L’été arrivé nous retrouvons les jardins, leurs allées bordées de hêtres, leurs parterres colorés et leurs parfums entêtant. Après en avoir été privés pendant deux mois, nous redécouvrons le plaisir de ce contact avec la nature. Un contact aussi simple qu’il est primordial pour l’homme si l’on en croit la façon dont certains écrivains nous dépeignent les jardins. Petit tour d’horizon des plus beaux jardins littéraires contemporains.

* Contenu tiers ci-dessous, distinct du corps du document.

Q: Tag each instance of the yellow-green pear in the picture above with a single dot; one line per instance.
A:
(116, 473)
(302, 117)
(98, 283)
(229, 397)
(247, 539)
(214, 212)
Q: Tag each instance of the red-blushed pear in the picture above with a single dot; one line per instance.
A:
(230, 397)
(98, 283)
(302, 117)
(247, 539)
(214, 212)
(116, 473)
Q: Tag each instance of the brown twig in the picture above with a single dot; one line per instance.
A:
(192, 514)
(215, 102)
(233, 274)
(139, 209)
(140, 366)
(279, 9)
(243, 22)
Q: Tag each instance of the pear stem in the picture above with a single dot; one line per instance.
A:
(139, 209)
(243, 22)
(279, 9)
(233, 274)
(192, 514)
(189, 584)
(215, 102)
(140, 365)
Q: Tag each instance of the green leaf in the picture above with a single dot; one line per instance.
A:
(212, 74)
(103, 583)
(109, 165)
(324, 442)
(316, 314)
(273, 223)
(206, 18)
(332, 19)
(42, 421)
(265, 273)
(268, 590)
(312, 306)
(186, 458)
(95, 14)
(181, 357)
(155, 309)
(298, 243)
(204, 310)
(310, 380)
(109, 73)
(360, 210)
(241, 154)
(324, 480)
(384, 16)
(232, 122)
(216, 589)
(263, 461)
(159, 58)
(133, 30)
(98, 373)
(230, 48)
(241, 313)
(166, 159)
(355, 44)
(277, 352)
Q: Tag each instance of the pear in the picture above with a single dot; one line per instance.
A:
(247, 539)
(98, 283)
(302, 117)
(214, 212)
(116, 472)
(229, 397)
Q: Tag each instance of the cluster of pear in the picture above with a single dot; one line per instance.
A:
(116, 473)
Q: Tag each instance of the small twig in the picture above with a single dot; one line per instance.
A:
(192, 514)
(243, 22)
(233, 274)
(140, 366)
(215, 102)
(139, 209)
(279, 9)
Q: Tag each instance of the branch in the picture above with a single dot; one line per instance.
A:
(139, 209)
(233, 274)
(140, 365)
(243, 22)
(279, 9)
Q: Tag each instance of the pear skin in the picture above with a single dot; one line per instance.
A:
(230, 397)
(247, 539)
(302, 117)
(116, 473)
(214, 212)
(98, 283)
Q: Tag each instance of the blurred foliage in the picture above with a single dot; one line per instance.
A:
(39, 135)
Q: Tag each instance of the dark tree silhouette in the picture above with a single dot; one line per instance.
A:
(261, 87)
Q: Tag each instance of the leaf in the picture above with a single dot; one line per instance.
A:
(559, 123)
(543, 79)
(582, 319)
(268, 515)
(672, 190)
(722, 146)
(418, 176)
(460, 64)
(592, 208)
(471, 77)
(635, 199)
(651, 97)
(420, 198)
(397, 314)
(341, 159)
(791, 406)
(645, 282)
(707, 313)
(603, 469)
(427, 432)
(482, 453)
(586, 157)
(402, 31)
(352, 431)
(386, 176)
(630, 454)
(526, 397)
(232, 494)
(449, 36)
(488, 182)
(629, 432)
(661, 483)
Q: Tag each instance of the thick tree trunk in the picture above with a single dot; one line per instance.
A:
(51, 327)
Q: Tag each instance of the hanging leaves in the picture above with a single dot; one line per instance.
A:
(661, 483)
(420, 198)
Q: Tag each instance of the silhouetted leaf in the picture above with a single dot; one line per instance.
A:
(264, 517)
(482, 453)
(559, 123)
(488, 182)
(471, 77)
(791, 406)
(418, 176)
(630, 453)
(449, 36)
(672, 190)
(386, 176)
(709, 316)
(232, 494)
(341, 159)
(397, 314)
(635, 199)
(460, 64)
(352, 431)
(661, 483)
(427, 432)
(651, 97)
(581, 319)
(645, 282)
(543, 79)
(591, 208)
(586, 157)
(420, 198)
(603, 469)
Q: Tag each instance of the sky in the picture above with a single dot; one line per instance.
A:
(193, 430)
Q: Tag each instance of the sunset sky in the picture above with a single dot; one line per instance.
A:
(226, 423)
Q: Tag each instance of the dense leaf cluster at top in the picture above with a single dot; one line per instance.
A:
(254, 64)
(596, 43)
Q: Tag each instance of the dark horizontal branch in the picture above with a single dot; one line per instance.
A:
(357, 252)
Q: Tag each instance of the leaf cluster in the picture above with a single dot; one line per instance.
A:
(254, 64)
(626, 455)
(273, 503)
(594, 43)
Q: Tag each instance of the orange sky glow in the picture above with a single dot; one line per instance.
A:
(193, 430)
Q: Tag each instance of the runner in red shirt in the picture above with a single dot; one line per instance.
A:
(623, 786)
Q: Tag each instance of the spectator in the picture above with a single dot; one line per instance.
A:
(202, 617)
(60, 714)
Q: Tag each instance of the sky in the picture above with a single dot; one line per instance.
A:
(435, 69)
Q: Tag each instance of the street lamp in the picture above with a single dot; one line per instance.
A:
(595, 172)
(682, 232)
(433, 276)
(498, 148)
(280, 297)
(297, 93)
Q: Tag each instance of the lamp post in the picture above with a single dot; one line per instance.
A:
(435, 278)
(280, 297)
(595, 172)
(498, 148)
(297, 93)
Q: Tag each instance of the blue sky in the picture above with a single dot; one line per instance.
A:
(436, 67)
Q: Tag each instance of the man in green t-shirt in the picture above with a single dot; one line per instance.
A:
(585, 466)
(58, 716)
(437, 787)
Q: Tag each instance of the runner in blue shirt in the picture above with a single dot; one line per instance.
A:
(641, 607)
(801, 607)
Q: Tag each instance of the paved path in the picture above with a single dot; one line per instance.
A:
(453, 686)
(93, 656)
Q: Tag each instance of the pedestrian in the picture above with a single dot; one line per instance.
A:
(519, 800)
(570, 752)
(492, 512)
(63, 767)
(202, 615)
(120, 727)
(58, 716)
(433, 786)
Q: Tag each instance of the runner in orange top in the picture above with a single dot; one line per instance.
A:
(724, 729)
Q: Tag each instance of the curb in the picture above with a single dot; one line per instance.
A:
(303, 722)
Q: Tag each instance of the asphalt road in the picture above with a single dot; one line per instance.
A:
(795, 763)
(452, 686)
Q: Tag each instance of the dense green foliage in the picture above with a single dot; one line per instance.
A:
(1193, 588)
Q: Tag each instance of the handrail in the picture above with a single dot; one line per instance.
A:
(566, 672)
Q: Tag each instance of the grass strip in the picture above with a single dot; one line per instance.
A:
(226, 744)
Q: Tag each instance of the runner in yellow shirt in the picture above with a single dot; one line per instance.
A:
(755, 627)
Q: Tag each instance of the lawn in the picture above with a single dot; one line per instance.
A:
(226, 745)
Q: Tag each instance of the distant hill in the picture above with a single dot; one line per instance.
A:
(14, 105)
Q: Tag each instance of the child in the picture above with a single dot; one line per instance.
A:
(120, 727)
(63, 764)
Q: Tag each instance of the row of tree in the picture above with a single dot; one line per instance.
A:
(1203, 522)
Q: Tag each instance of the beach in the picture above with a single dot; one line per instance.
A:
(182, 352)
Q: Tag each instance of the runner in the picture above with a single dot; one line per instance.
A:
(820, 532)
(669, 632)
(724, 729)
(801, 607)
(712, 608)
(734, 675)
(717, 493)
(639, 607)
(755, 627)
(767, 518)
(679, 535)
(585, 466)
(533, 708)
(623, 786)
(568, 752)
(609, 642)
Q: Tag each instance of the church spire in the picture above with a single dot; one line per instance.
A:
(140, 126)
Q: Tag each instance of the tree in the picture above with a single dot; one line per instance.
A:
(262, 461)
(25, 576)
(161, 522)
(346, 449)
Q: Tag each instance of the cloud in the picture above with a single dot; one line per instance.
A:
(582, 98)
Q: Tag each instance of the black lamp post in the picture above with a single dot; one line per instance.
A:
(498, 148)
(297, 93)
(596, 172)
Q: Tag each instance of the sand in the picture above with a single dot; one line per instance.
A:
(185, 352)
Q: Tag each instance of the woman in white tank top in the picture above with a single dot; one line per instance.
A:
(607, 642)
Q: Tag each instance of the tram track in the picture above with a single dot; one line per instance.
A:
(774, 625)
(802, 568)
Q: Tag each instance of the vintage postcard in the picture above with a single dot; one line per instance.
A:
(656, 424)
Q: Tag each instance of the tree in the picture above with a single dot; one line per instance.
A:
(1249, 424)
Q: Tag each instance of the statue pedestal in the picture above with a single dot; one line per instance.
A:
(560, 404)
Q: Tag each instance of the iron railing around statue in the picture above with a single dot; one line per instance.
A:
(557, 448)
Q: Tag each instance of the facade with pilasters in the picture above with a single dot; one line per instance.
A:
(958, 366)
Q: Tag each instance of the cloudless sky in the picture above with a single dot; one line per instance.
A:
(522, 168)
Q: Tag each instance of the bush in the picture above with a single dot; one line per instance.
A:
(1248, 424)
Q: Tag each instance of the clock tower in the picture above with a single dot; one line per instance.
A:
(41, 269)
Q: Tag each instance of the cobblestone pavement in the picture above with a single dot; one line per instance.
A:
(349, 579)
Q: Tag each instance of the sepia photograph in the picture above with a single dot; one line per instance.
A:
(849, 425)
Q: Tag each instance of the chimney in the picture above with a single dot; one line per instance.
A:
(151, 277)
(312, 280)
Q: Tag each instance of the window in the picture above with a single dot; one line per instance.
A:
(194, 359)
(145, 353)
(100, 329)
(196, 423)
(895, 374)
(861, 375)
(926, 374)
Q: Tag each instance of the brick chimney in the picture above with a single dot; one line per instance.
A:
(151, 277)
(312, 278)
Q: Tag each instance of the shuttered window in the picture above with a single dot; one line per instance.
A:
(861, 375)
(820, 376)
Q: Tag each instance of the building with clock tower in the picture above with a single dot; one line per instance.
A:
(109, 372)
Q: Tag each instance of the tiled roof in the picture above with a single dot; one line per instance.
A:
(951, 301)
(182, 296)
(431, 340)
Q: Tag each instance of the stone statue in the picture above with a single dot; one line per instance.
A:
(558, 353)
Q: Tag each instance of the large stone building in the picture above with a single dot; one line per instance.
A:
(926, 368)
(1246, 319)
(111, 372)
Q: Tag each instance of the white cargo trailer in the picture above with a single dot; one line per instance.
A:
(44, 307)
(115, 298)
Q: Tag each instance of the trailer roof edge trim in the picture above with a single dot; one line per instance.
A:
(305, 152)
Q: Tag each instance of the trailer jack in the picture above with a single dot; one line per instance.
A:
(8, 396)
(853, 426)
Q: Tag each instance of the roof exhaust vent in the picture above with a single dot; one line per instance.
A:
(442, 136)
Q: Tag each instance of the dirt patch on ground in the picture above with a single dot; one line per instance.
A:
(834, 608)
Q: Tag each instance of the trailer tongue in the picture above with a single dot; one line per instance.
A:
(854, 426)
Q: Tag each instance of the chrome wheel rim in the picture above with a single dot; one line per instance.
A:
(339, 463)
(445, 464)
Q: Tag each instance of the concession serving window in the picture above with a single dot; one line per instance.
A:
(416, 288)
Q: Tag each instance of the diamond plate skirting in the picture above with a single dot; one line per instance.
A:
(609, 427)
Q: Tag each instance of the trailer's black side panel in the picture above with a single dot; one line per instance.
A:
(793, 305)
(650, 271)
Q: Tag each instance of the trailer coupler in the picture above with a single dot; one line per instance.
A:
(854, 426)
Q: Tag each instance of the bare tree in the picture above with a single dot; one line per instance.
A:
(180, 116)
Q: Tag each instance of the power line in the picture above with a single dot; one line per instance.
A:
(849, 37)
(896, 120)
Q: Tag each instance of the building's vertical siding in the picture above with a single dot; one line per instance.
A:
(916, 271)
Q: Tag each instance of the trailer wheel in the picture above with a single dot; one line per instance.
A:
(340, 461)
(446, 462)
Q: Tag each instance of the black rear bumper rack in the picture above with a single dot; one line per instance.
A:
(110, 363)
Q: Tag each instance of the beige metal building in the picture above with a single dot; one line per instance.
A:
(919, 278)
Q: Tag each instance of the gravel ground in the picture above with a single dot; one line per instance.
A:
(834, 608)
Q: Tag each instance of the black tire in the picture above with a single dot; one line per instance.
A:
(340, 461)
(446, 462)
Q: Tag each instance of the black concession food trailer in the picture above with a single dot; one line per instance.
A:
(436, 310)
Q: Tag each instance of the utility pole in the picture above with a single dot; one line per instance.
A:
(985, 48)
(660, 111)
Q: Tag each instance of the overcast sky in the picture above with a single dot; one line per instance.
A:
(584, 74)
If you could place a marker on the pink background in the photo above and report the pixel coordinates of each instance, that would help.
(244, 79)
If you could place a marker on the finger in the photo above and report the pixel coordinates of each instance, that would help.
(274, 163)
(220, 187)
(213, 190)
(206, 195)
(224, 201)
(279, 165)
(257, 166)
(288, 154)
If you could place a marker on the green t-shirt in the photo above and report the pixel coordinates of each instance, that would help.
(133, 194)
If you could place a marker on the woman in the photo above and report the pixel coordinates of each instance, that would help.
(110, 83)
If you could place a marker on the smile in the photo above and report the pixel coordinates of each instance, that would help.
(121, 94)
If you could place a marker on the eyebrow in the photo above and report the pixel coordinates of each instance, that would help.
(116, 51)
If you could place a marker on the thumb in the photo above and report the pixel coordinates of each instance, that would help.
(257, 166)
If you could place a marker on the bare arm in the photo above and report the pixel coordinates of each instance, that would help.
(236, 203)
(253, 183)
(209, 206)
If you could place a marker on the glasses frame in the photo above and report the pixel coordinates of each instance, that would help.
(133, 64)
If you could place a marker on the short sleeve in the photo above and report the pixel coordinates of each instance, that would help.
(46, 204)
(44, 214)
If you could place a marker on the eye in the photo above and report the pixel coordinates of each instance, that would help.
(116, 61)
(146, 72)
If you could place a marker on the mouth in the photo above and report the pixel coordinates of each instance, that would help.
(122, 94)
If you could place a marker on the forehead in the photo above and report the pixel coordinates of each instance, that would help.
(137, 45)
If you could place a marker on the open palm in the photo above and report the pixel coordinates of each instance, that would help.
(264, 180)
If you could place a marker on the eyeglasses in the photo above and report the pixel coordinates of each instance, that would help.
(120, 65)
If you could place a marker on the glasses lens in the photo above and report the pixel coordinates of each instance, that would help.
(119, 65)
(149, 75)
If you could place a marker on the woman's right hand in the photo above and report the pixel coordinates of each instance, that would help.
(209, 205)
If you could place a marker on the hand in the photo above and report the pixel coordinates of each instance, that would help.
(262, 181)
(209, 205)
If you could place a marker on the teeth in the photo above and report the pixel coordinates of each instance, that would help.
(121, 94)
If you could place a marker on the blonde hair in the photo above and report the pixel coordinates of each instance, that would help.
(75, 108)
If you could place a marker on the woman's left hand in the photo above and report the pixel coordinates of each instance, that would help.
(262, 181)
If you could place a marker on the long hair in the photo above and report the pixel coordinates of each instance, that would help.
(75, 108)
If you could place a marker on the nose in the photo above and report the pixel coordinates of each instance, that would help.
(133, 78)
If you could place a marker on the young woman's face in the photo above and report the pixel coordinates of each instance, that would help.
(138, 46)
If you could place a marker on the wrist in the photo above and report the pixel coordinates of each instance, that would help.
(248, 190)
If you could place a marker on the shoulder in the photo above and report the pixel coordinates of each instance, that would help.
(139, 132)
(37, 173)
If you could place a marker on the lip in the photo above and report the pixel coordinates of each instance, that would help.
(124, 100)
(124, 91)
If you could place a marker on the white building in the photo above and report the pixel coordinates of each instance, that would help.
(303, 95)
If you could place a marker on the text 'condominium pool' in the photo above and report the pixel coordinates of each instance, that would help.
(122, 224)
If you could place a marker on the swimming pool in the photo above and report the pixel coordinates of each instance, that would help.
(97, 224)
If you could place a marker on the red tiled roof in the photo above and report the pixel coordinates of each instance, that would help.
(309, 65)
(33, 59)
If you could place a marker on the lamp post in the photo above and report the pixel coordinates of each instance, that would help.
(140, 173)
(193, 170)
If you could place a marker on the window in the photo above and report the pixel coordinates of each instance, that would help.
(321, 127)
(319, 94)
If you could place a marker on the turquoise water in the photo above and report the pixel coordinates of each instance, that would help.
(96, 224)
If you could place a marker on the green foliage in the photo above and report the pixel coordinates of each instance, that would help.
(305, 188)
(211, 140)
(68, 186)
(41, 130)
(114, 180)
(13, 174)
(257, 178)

pictureRosa Candida, le jardin comme filiation

Tout commence par un accident de voiture. Celui d’une épouse et mère de famille qui, prisonnière de la carlingue de son automobile, laisse un ultime message téléphonique à son fils lui demandant de chérir le jardin dans lequel ils ont passé tant de temps et les roses dont elle était si fière. Quand celui-ci quitte son île natale pour suivre sa voie et fonder sa propre famille, il emporte avec lui quelques boutures de rosa candida, ces roses à huit pétales que cultivait sa mère. Arrivé sur le continent, il offre ses talents de jardinier à un moine, lui proposant de faire renaître la roseraie et le jardin monastique depuis longtemps disparus. Au gré des pages et des saisons, le jardin prend forme, les boutures s’enracinent, le souvenir de cette mère trouve un nouvel écrin à l’ombre du monastère, et une nouvelle famille éclot. Sous la plume délicate de l’Islandaise Auður Ava Ólafsdóttir le jardin a une valeur de véritable terreau familial. Les roses sont autant de souvenirs que l’on repique et qui permettent à chacun d’atteindre à l’immortalité. Un roman délicat et intemporel à l’image des fleurs qui s’y épanouissent.

 

Vie, mort et métamorphose au jardinpicture

Avec Ce que je n’ai pas encore dit à mon jardin, Pia Pera signe une œuvre autobiographique bouleversante. Atteinte d’une maladie neurodégénérative, l’auteure passionnée de botanique se retire dans son jardin de Toscane pour y passer ses dernières années. Là, elle s’abîme dans la contemplation de cet espace qu’elle a dessiné et conçu au fil des ans. De jardinière affairée, avec la progression de sa maladie, elle se fait bientôt plante, son corps voué à l’immobilité. Dans ce jardin, elle observe les saisons, la vie, la mort et la renaissance des différentes espèces qui peuplent cet espace hors du monde. Elle y trouve l’apaisement, y découvre une nouvelle forme de beauté et une communion avec la vie plus profonde que ce qu’elle avait jamais éprouvé. Ce que je n’ai pas encore dit à mon jardin est une œuvre poétique forte sans aucun pathos dans laquelle on assiste à la métamorphose finale de l’auteure qui, par le biais de son jardin, parvient à transmuer la maladie et à faire la paix avec la mort.

 

pictureLe nouvel Éden

Ces dernières années un autre auteur s’est illustré dans cette veine : Umberto Pasti. Féru d’écologie, le romancier et traducteur a travaillé toute sa vie durant sur un projet pour le moins ambitieux : créer un nouveau jardin d’Éden. L’idée lui est venu lorsqu’au cours d’un voyage il est tombé amoureux d’un petit village du nord du Maroc appelé Rohuna. Découvrant des paysages et une végétation sur lesquels la modernisation n’a encore eu que peu de prise, il fait le vœu de se battre pour leur préservation. Il va donc tout mettre en œuvre pour faire de Rohuna un immense jardin garant de la diversité végétale du Maroc et de la sauvegarde des espèces. Dans Perdu au Paradis, cet engagement écologique se fait roman et nous conte l’histoire de ce jardin atypique.


Lieu de recueillement et toujours d’émerveillement, le jardin reste encore aujourd’hui une source d’inspiration pour les écrivains. Par lui une connexion avec une autre temporalité se fait, un lien avec les générations passées et futures, un contact avec l’infiniment grand.  Aujourd’hui fragilisés, rongés par le béton et le verre, ces espaces semblent avoir trouvés refuge dans la littérature. Avec la minéralisation des territoires, qui sait, peut-être dans quelques années verra-t’on fleurir des romans dans lesquels les auteurs nous parleront de la joie éprouvée devant les premières courgettes de leurs carrés potager.

En attendant, remettons en nous aux sages paroles de Cicéron qui déclarait : « Si vous possédez une bibliothèque et un jardin, vous avez tout ce qu’il vous faut », et allons profiter de ces écrins de verdure un livre à la main.